La traversée des apparencesMichel Deguy

Costume pour Silvia
Costume pour Dorante

Le Jeu de l'Amour et du Hasard fut représenté pour la première fois par les Comédiens Italiens le lundi 23 janvier 1730. D'entrée la pièce fut un grand succès : c'est celle de Marivaux qui est la plus fameuse, le plus constamment jouée, devant Les Fausses confidences.
 
La scène primordiale est celle du leurre. Deux êtres jeunes et beaux se montrent, mais chacun pour se mirer en l'autre : ce que précisément l'autre refuse à l'un. On croirait – et ils le croient – que chacun s'avance, activement, pour regarder. Mais c'est pour être admiré, préféré, attendant du regard de l'autre et de la considération générale les retours de flamme qui confirment chacun qu'il brille dans sa visibilité de beau spectacle aimable.
L'amour, astreint au visible, au piège des yeux, se prend dans les rets du regard : il n'en sortirait pas s’il n'y avait les autres et ce qui est autre que le visible – ou plutôt s'il n'y avait la différence intime de l'être au paraître qui creuse l'apparence, dédouble, fissure, mine, effondre l'apparence.
 
Dès lors toute pièce de Marivaux est fable de cette vérité paradoxale : il faut faire un plan de sortie pour entrer dans la place fermée – cette place incestueuse, idiosyncrasique, clanique où la famille se préfère – et en ressortir à deux. Le mariage est toujours exogamique. La place à enlever, pour y enlever Silvia, est pour un Dorante deux fois fermée : sphère des femmes, gynécée clos de Silvia et Lisette, ces doubles, et sphère familiale sous la loi du père, où le « futur » doit se faire admettre. Or, dans la place où il pénètre par stratagème (travesti), le promis risque deux échecs : en sortir seul, ou avec la mauvaise proie, c'est-à-dire l'ombre, le double, « la méprise » : Lisette. La comédie, dont la loi est celle de la bonne fin, lui évitera cet insuccès.
 
Les deux mariables ne sont qu'à moitié dans le secret, chacun se croyant seul à s'être déguisé, et prenant donc l'autre pour celui qu'il n'est pas : ainsi sont-ils acteurs de bonne foi, ne sachant qu'à demi, à savoir, que « mon » valet a pris ma place, mais je ne sais pas que l'autre fait de même. Seuls les pères savent le tout. La loi des pères est une bonne loi, de nature et de culture, conciliées, et leur ruse est donc la ruse de la Raison – qui ourdira l'arrangement et le bonheur des enfants. L'eugénisme du désir, bien éclos, bien soigné, bien conduit, fait plaisir à voir.
 
Silvia qui expérimente la condition servile, en changeant d'état subit un nouveau langage « Je n'entends plus que des choses inouïes, qu'un langage inconcevable ». La condition sociale est langagière. On peut et on ne peut pas en changer. On mesure la différence par une expérimentation bien faite et on revient à sa place, le haut en haut le bas en bas, qui est préférable.

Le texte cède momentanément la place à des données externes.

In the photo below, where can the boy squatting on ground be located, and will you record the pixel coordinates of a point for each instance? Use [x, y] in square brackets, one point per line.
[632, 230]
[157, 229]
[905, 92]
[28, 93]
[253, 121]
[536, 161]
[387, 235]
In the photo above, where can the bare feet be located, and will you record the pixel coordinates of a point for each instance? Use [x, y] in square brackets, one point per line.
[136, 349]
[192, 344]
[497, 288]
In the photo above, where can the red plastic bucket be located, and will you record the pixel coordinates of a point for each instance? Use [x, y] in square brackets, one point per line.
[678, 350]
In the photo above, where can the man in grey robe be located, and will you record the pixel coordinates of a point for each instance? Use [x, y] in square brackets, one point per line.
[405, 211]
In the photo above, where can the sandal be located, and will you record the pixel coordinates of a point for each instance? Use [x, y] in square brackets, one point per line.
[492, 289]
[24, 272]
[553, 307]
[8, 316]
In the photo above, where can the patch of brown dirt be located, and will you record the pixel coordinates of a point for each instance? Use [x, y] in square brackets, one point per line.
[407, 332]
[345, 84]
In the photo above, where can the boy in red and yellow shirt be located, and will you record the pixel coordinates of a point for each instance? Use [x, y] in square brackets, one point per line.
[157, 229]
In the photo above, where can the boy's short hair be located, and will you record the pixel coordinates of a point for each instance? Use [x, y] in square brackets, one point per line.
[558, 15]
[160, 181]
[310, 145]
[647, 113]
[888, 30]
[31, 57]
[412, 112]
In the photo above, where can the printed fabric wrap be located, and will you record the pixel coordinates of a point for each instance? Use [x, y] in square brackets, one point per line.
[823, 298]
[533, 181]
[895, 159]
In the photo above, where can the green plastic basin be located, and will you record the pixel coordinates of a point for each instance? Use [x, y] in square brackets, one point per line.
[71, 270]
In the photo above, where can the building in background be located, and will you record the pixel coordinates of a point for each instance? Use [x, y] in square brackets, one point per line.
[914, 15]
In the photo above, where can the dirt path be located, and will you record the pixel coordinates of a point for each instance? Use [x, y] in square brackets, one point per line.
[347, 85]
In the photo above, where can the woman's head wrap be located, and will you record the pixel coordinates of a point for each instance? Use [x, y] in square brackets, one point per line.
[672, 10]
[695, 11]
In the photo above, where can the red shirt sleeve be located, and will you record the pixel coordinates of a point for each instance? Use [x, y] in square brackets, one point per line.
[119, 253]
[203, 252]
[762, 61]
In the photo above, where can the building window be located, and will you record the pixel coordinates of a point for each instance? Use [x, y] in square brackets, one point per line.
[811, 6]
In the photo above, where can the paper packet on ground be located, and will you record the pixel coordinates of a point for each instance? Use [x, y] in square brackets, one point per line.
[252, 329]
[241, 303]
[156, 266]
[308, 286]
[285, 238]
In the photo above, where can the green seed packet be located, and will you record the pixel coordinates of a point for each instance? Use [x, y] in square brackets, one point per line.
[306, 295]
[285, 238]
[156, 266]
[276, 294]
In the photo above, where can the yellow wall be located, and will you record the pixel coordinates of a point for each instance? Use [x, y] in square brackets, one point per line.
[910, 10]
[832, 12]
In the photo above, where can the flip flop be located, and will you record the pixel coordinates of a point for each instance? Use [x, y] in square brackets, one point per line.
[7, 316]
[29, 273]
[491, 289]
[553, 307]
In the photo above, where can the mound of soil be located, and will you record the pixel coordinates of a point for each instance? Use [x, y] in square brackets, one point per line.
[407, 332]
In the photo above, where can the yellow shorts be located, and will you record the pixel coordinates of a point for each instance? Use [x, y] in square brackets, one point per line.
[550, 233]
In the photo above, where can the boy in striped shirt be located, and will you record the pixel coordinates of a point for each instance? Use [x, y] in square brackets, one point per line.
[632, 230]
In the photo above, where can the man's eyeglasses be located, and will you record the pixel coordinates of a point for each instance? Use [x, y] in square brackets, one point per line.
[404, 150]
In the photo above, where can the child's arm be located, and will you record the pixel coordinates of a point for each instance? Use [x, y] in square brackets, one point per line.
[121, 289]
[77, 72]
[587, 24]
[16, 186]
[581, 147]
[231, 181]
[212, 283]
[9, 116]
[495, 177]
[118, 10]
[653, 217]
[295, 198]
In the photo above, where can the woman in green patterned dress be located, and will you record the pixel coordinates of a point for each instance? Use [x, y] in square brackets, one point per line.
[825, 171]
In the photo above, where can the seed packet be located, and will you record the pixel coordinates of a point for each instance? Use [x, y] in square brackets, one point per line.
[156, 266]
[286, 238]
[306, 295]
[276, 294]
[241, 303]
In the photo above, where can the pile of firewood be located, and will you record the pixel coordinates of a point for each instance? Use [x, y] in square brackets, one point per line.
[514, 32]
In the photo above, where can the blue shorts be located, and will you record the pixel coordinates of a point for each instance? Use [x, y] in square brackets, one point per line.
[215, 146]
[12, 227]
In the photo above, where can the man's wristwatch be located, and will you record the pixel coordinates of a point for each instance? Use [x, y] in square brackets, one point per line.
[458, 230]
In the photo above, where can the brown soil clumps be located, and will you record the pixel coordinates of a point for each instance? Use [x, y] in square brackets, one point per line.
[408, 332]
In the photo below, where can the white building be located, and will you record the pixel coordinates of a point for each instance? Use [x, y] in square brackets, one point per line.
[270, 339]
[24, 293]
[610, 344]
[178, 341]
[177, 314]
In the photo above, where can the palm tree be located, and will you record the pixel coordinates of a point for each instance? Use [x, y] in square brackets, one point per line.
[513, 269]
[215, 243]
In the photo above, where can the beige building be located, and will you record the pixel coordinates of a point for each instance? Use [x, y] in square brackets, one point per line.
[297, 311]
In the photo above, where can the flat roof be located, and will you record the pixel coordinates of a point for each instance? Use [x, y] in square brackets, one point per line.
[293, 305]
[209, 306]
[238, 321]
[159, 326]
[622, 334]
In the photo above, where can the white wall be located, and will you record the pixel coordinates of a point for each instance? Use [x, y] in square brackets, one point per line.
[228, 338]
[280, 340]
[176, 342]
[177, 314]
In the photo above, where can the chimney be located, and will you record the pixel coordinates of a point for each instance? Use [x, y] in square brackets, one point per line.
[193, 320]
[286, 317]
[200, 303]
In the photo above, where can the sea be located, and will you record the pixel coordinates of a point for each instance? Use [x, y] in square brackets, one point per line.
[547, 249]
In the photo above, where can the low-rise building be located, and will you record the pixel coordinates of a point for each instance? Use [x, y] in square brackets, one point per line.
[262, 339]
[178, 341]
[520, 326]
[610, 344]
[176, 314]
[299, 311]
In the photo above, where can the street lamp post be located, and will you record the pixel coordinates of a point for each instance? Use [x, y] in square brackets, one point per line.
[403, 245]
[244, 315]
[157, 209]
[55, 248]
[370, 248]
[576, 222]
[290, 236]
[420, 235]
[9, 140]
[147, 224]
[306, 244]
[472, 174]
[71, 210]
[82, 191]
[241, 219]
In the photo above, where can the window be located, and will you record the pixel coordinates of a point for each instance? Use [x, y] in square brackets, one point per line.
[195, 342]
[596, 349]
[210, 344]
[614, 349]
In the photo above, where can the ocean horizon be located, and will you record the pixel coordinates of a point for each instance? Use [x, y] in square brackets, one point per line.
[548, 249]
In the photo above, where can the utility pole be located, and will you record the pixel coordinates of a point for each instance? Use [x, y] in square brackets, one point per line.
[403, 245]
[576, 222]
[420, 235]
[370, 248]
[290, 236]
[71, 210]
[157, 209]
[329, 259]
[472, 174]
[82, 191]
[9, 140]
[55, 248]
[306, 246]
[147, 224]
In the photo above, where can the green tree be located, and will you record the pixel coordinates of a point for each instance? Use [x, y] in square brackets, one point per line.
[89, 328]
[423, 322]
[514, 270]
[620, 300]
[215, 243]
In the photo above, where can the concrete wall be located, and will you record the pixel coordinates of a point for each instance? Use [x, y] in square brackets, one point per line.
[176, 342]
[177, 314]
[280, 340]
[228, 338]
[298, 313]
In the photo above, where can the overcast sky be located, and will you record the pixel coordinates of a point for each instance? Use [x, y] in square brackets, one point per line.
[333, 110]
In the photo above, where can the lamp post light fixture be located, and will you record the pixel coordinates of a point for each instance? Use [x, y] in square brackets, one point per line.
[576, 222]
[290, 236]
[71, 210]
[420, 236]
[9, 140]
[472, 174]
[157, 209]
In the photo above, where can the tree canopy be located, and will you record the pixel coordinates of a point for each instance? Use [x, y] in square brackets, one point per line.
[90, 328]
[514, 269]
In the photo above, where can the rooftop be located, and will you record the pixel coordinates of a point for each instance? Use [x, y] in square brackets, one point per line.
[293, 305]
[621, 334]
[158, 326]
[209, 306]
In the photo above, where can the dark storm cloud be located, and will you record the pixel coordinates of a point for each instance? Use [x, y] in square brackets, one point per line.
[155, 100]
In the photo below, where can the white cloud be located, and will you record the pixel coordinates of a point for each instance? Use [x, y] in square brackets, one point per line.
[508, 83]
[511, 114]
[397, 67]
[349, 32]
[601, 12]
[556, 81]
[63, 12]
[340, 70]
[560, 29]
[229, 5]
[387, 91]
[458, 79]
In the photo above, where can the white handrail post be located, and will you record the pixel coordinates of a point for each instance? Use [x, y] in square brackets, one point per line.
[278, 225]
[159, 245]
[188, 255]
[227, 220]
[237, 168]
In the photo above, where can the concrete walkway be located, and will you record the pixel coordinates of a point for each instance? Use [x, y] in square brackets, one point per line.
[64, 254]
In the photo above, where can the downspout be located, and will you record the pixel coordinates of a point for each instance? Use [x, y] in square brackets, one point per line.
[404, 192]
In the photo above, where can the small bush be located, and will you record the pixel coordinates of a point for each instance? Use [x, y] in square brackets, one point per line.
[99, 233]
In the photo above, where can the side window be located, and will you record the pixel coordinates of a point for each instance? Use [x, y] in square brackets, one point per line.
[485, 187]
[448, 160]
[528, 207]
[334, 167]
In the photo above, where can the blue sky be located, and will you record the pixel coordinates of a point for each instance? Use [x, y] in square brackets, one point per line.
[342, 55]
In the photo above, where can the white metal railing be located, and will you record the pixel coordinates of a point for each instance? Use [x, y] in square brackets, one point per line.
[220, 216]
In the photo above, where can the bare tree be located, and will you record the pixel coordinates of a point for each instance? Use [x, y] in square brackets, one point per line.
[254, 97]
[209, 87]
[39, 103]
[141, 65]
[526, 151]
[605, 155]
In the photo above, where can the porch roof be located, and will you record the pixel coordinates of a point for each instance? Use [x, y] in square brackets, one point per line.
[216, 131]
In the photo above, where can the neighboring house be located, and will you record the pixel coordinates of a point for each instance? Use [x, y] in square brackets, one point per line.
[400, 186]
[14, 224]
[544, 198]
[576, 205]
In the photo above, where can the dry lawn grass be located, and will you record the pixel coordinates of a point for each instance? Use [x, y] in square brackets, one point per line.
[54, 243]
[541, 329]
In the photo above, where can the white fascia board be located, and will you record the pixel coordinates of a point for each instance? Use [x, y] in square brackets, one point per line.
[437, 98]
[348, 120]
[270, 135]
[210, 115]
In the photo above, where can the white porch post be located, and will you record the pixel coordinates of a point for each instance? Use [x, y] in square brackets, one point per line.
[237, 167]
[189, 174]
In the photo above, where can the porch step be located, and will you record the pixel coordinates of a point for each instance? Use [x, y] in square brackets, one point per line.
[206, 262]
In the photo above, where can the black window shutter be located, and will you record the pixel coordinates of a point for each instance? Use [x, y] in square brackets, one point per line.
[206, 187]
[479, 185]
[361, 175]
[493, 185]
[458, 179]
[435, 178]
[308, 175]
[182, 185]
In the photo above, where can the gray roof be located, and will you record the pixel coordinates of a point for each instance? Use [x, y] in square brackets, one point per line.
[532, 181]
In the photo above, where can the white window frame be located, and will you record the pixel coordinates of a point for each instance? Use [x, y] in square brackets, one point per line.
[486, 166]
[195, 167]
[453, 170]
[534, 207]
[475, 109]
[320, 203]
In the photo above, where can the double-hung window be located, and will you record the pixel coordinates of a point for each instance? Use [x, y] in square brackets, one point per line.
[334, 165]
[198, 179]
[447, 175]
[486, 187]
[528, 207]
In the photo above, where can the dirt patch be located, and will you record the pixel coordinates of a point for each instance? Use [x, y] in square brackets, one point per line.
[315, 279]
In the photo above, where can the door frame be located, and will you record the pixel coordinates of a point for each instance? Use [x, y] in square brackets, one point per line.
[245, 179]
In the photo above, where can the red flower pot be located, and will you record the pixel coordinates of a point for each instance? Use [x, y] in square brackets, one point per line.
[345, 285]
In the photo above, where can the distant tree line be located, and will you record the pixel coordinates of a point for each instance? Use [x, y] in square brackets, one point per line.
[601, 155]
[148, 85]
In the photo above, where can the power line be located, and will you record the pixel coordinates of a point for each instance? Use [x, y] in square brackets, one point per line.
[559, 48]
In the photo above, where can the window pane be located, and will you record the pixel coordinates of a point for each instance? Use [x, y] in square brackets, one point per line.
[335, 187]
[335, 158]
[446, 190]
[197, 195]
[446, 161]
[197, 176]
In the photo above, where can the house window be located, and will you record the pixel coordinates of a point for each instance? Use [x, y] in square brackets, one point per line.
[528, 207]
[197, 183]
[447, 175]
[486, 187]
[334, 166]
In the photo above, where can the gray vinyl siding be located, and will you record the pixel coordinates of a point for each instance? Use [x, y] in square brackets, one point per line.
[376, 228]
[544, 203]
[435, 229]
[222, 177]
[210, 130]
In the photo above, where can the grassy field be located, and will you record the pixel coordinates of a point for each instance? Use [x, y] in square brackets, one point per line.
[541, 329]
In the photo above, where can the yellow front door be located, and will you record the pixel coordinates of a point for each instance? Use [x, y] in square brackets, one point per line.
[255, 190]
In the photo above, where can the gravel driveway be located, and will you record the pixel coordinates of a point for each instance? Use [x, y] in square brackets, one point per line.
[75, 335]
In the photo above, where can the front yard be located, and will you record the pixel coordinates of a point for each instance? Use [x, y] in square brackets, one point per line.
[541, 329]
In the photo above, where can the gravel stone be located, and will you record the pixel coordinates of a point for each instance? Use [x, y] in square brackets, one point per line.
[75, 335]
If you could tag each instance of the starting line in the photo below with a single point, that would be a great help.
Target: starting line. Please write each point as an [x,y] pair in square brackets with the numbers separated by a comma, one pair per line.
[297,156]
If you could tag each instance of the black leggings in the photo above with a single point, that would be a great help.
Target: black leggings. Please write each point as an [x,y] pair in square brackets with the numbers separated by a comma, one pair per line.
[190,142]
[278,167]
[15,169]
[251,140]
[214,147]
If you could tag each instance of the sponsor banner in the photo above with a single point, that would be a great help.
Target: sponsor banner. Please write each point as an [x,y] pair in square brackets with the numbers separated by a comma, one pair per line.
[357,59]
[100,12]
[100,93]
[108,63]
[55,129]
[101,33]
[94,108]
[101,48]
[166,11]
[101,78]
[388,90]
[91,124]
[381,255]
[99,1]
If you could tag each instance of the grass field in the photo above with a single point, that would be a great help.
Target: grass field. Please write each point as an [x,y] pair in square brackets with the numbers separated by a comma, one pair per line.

Pourtant quelque chose fait l'identité de la condition (humaine) dans la différence de condition (sociale) : le jeu de l'amour est le même. Silvia en éprouve la loi en subissant la cour de Dorante-Arlequin . Traversant la différence des milieux, l'amour est le même : loi du penchant réciproque (désir), loi du se déclarer – et pour l'homme en premier – ; plus précipitamment chez les valets (« aimer et se marier en même temps »), et en différé chez les maîtres : une intrigue seconde freine encore le retard. Silvia sait tout avant Dorante et le soumettra complètement avant de se soumettre. Dans l'ensemble sa ruse s'est retournée contre Silvia, contre Dorante la sienne : pour le meilleur dénouement, grâce à la prescription de I'échange voulue par les pères : à la fin le chiasme s'est tracé.
 
Orgon et Mario se sont fait donner la comédie dans leur maison : spectacle réglé, théâtre dans le théâtre, donc, qui joue sur les apparences, trompeuses, pour pouvoir les remettre en place : non trompeuses, bonnes conductrices du rayon de l'amour. La traversée des apparences pour le maître en dioptrique, qui connaît les lois de la réfraction langagière et sait « redresser » les indices, est sauf-conduit pour l'amour.